“Fecondazione, il test prenatale è un diritto”

la Repubblica
Caterina Pasolini

ROMA – «Finalmente anche chi non è ricco potrà cercare di avere un figlio sano senza dover spendere 9.000 euro». Filomena Gallo, presidente dell`associazione Coscioni è soddisfatta. Gli ospedali, i centri pubblici che fanno la fecondazione assistita dovranno 
infatti garantire la diagnosi preimpianto ai pazienti: in sede o altrove. Così stabilisce una sentenza del tribunale di Cagliari, la 19esima sulla legge 40, che ieri per la 
prima volta ha ordinato ad un centro pubblico, l`ospedale Microcitemico, di eseguire la diagnosi preimpianto o di utilizzare strutture esterne per garantire l`esame ad una coppia sterile sottoposta a fecondazione in vitro. E sull`onda della nuova sentenza da più parti, Pd in testa con Turco, Finocchiaro e Marino, si chiede di rivedere in parlamento la legge, praticamente cancellata in questi anni a suon di ricorsi. 
L`ultimo è stato presentato da Teresa, giovane cagliaritana sterile e talassemica, e dal marito portatore sano della malattia, tramite l`associazione radicale Luca Coscioni. Il motivo? Essersi sentiti dire che no, nell`ospedale cittadino non era possibile la diagnosi preimpianto per mancanza di uomini e mezzi. Anche se fino al 2004 lì c`era stato un centro all`avanguardia nel test che permette di cercare anomalie genetiche nell`embrione congelato, un esame che nel caso di coppie malate di fibrosi cistica o talassemia, significa poter scegliere l`embrione da impiantare e far sì che nascano bambini sani e non gravemente malati. 
Il giudice nella sentenza ha considerato il rifiuto a fare l`esame «del tutto illegittimo e gravemente lesivo dei diritti costituzionalmente garantiti». Secondo il magistrato infatti, «considerata l`evoluzione giurisprudenziale non vi è dubbio che la diagnosi genetica preimpianto debba considerarsi pienamente ammissibile». E cosi l`Asl di Cagliari si è detta subito disponibile a pagare l`esame alla coppia altrove, non essendoci «un laboratorio adatto nell`ospedale». 
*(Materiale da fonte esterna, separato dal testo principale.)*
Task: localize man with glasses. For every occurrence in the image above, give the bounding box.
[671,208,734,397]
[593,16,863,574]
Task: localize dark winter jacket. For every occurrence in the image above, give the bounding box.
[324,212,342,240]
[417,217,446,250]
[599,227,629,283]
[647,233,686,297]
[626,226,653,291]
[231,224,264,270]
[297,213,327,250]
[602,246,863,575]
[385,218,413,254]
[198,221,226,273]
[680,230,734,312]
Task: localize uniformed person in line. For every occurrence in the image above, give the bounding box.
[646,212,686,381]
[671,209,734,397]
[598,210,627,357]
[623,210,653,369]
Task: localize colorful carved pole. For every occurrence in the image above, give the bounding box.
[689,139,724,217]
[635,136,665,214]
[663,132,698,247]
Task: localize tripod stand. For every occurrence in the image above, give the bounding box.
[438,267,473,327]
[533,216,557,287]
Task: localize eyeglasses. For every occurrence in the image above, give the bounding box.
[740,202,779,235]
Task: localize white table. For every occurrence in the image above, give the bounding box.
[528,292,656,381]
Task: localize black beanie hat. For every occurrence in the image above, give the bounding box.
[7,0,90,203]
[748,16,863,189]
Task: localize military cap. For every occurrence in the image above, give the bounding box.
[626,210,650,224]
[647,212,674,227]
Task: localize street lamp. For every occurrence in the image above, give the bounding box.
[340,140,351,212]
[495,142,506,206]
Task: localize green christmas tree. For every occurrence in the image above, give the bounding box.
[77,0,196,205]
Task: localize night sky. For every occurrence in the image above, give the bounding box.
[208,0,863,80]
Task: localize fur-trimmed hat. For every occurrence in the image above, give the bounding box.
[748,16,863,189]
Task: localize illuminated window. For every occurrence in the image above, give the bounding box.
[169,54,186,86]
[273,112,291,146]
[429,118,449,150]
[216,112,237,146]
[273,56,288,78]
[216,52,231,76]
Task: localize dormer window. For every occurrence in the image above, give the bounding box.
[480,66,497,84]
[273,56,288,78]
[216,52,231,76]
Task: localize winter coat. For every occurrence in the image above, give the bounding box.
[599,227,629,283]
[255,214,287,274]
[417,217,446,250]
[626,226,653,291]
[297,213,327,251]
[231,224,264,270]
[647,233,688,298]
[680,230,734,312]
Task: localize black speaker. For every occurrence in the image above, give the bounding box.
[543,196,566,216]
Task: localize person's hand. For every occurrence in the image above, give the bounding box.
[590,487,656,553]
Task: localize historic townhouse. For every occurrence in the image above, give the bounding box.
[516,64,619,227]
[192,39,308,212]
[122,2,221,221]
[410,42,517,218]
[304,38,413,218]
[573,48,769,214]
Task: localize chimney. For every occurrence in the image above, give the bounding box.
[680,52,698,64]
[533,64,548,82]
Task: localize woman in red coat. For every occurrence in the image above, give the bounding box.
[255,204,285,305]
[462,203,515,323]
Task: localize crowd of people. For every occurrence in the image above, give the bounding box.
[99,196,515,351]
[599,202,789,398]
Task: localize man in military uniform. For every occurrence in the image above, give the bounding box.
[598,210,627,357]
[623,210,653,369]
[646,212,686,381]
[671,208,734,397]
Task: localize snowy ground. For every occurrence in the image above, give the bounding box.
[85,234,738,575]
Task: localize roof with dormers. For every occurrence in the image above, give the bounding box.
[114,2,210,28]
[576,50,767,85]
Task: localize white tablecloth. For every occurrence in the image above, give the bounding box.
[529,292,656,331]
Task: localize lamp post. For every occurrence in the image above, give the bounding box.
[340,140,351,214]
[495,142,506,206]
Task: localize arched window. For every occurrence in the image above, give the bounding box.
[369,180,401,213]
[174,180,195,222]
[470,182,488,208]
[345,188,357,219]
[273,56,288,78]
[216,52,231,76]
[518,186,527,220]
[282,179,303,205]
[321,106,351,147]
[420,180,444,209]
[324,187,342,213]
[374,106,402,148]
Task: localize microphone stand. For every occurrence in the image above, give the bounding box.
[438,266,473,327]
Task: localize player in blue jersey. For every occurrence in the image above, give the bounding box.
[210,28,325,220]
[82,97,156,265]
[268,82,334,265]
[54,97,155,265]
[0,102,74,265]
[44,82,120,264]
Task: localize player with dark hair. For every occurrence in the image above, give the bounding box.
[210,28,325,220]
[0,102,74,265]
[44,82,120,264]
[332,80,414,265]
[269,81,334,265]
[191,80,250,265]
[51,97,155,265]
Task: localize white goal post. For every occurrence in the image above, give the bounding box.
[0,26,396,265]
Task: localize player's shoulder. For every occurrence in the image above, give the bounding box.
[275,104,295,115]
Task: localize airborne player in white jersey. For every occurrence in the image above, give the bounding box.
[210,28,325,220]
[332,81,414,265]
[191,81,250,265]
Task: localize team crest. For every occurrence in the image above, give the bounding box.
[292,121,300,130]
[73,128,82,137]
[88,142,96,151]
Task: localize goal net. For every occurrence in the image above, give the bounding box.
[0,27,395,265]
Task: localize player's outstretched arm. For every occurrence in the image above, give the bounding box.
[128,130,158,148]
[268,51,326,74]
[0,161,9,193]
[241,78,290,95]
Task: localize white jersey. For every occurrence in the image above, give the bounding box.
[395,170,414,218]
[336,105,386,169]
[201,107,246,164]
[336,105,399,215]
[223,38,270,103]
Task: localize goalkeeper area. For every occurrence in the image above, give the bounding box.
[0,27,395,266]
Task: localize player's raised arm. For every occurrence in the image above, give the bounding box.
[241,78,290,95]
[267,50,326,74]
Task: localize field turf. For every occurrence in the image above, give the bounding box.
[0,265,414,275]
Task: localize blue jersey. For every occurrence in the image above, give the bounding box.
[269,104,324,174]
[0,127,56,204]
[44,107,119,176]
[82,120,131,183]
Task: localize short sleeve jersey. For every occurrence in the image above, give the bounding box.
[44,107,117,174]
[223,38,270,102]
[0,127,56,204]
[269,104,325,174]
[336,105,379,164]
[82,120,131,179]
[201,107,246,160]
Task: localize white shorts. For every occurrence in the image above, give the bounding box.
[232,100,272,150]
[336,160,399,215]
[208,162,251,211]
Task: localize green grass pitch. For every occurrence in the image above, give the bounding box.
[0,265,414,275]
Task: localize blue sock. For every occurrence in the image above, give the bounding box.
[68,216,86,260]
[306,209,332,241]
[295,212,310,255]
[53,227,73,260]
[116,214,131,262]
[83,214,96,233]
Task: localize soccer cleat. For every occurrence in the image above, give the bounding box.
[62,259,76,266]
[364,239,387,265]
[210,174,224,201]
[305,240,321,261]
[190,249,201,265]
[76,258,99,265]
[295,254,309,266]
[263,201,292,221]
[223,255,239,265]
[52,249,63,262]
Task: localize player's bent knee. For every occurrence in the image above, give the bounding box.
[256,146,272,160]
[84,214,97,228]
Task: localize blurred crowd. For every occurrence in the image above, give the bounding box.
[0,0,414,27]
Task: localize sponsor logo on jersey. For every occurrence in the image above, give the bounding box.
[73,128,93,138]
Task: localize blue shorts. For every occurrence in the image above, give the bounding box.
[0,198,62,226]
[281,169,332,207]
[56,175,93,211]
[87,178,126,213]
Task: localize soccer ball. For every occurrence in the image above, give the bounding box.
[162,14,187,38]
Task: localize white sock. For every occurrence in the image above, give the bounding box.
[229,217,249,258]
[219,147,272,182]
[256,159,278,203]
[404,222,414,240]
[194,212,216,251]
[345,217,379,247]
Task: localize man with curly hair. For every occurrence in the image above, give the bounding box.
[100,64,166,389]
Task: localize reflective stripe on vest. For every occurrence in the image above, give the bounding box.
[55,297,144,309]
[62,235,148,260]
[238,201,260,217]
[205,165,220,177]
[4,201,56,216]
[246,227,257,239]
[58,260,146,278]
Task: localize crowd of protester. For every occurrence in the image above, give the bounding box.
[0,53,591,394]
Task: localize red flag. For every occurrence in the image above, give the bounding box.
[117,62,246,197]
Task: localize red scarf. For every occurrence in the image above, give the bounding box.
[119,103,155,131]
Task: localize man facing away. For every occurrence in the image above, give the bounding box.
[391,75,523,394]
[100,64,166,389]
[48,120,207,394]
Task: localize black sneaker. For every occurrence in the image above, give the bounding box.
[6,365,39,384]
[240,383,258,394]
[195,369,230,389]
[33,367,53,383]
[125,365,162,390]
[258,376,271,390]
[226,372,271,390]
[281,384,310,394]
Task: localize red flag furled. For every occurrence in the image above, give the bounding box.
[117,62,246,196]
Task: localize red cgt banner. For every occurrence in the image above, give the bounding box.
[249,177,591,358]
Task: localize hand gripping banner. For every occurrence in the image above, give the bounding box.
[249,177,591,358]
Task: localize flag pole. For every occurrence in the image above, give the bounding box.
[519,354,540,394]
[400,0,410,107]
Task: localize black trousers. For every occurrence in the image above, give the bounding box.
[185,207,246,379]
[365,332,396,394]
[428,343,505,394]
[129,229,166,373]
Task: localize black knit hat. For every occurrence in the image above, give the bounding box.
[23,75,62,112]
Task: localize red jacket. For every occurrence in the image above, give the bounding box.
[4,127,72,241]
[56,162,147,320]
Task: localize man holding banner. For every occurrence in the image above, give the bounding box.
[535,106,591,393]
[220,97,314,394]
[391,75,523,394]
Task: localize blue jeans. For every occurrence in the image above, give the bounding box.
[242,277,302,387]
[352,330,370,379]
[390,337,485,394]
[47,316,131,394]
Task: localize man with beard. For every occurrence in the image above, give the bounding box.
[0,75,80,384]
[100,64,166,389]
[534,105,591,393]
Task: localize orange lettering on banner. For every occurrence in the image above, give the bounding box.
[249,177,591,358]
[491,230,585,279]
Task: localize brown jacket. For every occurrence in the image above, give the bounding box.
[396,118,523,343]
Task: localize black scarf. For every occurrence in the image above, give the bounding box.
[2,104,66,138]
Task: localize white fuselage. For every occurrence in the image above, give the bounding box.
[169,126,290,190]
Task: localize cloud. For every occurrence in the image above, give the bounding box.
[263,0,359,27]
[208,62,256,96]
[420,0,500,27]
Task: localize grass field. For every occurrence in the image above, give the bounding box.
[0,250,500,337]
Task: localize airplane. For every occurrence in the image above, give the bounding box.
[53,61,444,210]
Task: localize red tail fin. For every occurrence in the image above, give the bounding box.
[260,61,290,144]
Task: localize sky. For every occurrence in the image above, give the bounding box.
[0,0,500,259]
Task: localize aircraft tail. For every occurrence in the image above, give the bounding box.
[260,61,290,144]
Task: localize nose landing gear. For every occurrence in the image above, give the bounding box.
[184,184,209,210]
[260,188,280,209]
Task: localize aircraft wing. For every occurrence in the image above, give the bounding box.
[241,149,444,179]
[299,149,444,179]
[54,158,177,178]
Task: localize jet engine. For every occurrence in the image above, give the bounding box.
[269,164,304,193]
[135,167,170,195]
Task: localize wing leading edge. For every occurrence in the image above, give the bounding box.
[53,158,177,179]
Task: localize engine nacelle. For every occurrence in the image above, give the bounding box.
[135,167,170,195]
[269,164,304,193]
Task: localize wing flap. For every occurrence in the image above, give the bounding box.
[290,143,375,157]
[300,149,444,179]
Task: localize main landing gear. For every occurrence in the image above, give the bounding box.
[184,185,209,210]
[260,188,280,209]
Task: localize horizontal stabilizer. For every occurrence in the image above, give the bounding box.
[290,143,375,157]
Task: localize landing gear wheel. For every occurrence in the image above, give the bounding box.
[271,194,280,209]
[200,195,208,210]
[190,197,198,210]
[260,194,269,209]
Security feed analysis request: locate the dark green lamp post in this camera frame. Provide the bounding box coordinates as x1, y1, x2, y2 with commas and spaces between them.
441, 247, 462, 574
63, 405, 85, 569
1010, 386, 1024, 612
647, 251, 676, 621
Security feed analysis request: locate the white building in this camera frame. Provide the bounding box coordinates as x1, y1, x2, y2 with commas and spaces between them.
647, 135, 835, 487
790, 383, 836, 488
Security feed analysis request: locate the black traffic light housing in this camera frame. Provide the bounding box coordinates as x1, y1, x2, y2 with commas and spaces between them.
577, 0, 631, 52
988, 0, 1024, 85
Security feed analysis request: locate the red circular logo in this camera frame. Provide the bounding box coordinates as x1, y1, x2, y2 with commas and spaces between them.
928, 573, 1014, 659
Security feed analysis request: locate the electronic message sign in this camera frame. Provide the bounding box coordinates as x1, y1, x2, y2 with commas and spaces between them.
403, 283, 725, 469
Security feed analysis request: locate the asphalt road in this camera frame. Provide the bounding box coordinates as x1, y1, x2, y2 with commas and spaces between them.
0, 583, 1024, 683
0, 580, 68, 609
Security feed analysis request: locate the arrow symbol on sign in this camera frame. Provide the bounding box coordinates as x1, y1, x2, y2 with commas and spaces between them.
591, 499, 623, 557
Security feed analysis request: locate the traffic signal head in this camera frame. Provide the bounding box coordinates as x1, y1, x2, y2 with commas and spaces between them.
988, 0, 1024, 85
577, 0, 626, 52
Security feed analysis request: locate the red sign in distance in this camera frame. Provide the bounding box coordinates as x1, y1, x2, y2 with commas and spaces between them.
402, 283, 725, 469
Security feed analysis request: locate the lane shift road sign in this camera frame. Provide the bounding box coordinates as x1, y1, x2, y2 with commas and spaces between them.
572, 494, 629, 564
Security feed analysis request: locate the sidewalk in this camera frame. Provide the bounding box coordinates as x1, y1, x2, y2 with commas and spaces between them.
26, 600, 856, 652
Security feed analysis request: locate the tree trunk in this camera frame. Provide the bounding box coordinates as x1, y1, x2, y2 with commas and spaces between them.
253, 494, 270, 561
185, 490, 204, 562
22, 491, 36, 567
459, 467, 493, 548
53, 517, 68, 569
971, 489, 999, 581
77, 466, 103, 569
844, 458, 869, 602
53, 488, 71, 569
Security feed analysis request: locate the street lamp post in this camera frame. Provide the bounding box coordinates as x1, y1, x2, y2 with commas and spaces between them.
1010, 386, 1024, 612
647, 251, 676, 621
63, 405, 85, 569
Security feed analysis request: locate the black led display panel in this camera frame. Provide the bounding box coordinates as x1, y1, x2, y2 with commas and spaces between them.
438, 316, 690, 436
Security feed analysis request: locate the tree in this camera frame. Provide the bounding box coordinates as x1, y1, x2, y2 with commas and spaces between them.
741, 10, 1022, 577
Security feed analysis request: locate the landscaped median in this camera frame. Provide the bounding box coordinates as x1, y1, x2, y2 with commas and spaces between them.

Vietata dalla legge 40, negli anni la diagnosi è stata riammessa (in parte) dalle nuove linee guida del ministro Livia Turco nel 2008 e finalmente resa legale l`anno dopo dalla sentenza della Consulta che, eliminando il divieto di congelare gli embrioni, ha permesso che i centri ricominciassero gli screening pre-natali. Ma non nei centri pubblici, che sono rimasti fermi mentre dal tribunale europeo ad agosto arrivava una nuova condanna all`Italia, una nuova bocciatura della legge 40 considerata ingiusta e incongruente perché consente l`esame diagnostico solo a chi è sterile e non a chi è malato. 
«Su 357 centri attivi, nessuno dei 76 pubblici offre la diagnosi preimpianto. Non solo: non viene offerta la crioconservazione e si osserva ancora il limite dei 3 embrioni creati, anche se non è più obbligatorio dopo la sentenza del 2009. Da oggi, grazie all`ordinanza del tribunale di Cagliari, se non si mettono in regola questi centri rischiano di essere fuori legge». Filomena Gallo dell`associazione Coscioni, avvocato che col collega Calandrini ha seguito gratuitamente il ricorso della coppia sarda, è soddisfatta perché finalmente viene ristabilita l`equità di accesso alle cure: «Ora però chiediamo al governo di intervenire perché gli ospedali si mettano in regola». Mentre Eugenia Roccella, ex sottosegretario alla Salute contraria all`esame visto come eugenetica, si è rivolta al ministro Balduzzi perché emani nuove linee guida. Sempre sul fronte della fecondazione assistita, dopo la norma approvata settimana scorsa che consentiva anche alle donne che avevano fatto la fivet il disconoscimento del figlio, si è aperto un dibattito perché alcuni politici hanno visto in questo la possibilità di legittimare caso di utero in affitto.